Sementara itu, Tetsuna di dalam hati terus merapalkan doa agar kaa-sannya cepat pulang dari minimarket, keadaan sekarang mulai genting. Tetsuna tidak ingin sesuatu terjadi kepada adiknya yang masih kecil itu. Ia juga tidak menyangka jika ayah yang ternyata adalah pamannya itu datang ketika kaa-san sedang keluar.

"Aku merasa terkhianati setelah tahu kebenarannya. Maka dari itu aku memiliki hasrat untuk menghancurkan kalian semua". Tetsuya merinding, perkataan penuh tekanan itu bukan hanya gertakan belaka saja. Tetsuya yakin.

Gadis di tangan Hirahui mengeraskan rahangnya.

"Dasar lelaki brengsek yang hanya mementingkan ego". Tetsuna nampak tak gentar meluncurkan kalimat itu. Ia malah gencar melempar kata-kata menusuk untuk ayahnya.

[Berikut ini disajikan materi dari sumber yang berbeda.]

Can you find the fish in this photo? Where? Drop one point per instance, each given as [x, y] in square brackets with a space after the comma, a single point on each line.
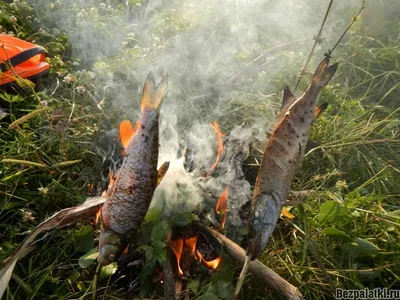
[130, 192]
[281, 159]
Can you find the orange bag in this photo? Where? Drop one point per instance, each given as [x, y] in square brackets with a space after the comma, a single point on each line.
[26, 60]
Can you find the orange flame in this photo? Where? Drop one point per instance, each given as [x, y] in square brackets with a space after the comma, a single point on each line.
[177, 247]
[190, 243]
[212, 264]
[97, 217]
[222, 205]
[217, 129]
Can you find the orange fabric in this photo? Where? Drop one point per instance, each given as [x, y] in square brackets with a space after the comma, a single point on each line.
[9, 48]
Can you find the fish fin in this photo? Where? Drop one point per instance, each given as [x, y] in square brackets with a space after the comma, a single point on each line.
[243, 273]
[311, 145]
[126, 132]
[286, 213]
[153, 95]
[162, 171]
[318, 110]
[323, 74]
[288, 98]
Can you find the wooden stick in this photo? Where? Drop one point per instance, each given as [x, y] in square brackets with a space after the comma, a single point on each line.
[258, 269]
[62, 218]
[171, 284]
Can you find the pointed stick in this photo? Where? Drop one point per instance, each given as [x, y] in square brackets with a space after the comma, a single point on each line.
[62, 218]
[258, 269]
[241, 277]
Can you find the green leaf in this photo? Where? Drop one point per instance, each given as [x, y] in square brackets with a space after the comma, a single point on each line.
[185, 218]
[153, 216]
[84, 241]
[89, 258]
[360, 248]
[333, 232]
[394, 214]
[210, 294]
[160, 231]
[108, 270]
[331, 211]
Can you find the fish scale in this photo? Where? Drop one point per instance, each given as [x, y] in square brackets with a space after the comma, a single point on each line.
[281, 159]
[129, 195]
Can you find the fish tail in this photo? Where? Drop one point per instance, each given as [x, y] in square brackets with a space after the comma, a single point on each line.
[153, 94]
[324, 73]
[243, 273]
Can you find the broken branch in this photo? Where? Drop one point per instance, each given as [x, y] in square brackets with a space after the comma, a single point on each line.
[58, 220]
[258, 269]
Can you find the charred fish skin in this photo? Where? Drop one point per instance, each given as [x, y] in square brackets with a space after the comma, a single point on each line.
[129, 197]
[282, 157]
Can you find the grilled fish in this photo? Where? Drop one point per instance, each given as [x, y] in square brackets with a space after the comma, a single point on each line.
[129, 194]
[282, 157]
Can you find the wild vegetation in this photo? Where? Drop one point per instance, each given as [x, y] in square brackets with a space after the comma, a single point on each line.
[58, 140]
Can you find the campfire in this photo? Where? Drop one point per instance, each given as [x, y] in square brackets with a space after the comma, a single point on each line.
[192, 251]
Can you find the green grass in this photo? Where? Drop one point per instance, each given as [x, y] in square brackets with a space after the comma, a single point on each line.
[60, 146]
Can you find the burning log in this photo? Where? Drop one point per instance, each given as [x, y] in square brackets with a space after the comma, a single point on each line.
[259, 270]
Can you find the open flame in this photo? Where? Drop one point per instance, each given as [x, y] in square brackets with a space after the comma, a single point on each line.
[177, 247]
[190, 243]
[219, 134]
[97, 217]
[222, 205]
[212, 264]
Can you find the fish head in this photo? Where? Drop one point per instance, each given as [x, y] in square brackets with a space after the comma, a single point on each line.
[110, 247]
[265, 214]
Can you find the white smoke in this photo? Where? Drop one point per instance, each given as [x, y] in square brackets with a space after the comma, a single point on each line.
[227, 60]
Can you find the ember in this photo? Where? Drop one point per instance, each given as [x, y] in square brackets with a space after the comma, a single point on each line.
[188, 255]
[190, 243]
[222, 205]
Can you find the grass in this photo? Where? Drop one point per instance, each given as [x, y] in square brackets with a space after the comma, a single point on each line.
[57, 142]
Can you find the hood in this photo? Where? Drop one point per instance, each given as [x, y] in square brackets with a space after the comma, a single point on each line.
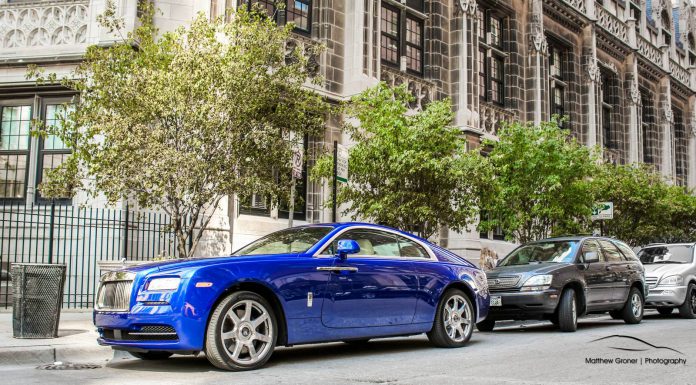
[663, 269]
[537, 268]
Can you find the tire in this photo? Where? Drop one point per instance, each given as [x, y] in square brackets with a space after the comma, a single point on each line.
[616, 314]
[665, 310]
[486, 325]
[633, 309]
[242, 318]
[688, 309]
[151, 355]
[454, 320]
[568, 311]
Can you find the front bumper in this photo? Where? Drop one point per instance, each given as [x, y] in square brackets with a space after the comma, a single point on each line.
[130, 330]
[524, 305]
[666, 296]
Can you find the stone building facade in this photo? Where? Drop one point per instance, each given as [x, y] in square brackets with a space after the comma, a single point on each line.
[623, 72]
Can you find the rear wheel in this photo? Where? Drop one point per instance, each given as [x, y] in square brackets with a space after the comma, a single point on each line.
[688, 309]
[633, 309]
[454, 320]
[568, 312]
[151, 355]
[665, 310]
[241, 333]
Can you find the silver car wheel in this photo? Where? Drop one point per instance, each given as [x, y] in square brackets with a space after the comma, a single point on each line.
[636, 305]
[457, 318]
[247, 332]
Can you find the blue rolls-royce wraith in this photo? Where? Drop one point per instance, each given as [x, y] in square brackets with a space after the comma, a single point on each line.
[334, 282]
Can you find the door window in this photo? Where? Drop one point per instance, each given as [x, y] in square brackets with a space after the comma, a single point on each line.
[611, 252]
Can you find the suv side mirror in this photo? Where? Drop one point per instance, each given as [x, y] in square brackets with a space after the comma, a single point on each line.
[590, 257]
[345, 247]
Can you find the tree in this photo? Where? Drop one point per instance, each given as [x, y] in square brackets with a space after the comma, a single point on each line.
[541, 183]
[409, 170]
[646, 208]
[182, 120]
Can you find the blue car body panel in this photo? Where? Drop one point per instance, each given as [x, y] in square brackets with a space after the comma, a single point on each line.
[385, 297]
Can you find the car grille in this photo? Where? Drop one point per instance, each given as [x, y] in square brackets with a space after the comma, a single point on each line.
[502, 282]
[114, 295]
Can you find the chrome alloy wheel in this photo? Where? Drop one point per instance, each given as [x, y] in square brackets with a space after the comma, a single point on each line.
[247, 332]
[636, 305]
[457, 318]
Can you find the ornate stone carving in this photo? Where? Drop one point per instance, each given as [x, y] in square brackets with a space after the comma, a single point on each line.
[40, 24]
[469, 7]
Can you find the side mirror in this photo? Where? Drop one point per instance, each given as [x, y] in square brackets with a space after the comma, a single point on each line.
[345, 247]
[590, 257]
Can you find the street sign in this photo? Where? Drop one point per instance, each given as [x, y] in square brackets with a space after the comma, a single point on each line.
[297, 163]
[342, 163]
[603, 210]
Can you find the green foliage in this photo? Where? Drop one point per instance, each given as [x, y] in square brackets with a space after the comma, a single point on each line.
[407, 170]
[646, 208]
[181, 120]
[541, 183]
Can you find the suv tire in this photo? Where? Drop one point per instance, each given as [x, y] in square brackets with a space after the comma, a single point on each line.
[568, 311]
[688, 309]
[634, 307]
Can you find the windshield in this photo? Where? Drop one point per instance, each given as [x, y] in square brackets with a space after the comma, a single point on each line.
[667, 254]
[551, 251]
[296, 240]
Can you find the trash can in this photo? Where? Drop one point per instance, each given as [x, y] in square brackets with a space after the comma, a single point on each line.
[38, 296]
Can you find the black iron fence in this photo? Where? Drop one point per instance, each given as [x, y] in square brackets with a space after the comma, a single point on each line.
[79, 237]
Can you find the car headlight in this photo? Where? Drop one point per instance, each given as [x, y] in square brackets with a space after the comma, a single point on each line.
[537, 283]
[164, 284]
[672, 280]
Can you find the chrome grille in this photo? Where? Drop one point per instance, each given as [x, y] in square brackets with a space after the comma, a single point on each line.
[651, 281]
[114, 295]
[502, 282]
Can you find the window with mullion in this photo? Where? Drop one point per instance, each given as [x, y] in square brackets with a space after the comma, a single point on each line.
[15, 125]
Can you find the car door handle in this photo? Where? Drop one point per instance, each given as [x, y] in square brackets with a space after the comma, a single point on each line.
[337, 268]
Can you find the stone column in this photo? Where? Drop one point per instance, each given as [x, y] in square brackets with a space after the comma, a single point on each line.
[538, 51]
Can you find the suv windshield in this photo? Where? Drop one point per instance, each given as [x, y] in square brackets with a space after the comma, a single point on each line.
[538, 252]
[297, 240]
[667, 254]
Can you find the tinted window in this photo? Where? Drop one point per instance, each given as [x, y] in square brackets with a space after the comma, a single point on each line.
[667, 254]
[611, 253]
[371, 242]
[538, 252]
[411, 249]
[296, 240]
[592, 246]
[628, 253]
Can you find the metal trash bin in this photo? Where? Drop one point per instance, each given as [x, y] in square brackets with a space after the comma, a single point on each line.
[38, 296]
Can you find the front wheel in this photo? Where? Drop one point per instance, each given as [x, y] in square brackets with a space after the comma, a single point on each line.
[688, 309]
[242, 332]
[454, 320]
[633, 309]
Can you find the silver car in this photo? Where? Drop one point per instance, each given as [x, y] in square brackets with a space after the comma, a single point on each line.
[670, 273]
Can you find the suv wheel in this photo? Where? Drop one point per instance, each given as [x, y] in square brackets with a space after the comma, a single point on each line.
[241, 333]
[633, 309]
[688, 309]
[568, 311]
[665, 310]
[454, 321]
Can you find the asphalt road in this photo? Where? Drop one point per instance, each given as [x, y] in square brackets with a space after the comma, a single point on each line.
[519, 354]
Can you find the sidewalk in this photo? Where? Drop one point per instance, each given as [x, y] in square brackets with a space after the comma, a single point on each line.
[76, 342]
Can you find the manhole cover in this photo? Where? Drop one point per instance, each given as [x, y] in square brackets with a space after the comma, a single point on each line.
[68, 366]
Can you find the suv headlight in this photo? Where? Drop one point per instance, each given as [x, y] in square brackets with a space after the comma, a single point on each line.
[164, 284]
[538, 283]
[672, 280]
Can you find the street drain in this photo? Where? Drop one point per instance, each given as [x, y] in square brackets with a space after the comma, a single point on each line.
[67, 366]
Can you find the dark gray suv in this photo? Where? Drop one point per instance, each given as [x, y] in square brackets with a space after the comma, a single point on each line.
[560, 279]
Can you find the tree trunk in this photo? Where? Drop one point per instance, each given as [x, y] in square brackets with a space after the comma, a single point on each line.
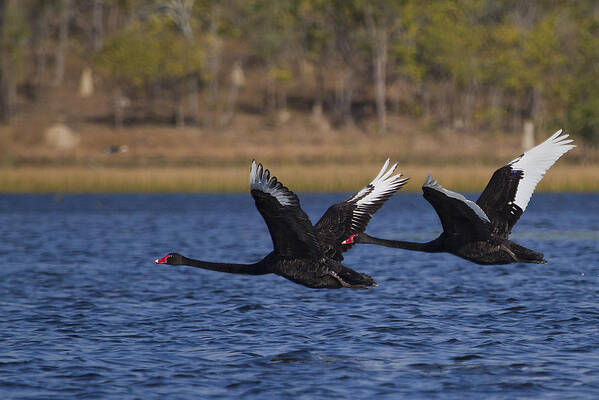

Hingga...

BRUUUKKK

Dan yang Tetsuya ingat ketika itu adalah, kakak perempuannya tergeletak dilantai dengan kepala yang bersimbah darah, diiringi dengan teriakan histeris dari sang ibu yang baru saja muncul.

====Song For You=====

Momoi Akane, ibunda dari kedua anak bersurai biru langit akhirnya memutuskan untuk cerai, dan mengajukan permasalahan ini kearah meja hijau. Ibu mana yang tinggal diam ketika melihat putrinya tergeletak dengan kepala bocor akibat dilempar hingga mengenai pinggiran meja kecil dan lantai rumah. Akane tak sempat meluapkan emosinya terhadap sang suami ketika itu, ia dengan- kesetanan- sibuk menggendong tubuh Tetsuna, sementara sebelah kiri tangan menggeret putrnya untuk segera pergi menuju rumah sakit. Meninggalkan lelaki perusak itu sendirian, membuat celah si pelaku terbuka untuk kabur.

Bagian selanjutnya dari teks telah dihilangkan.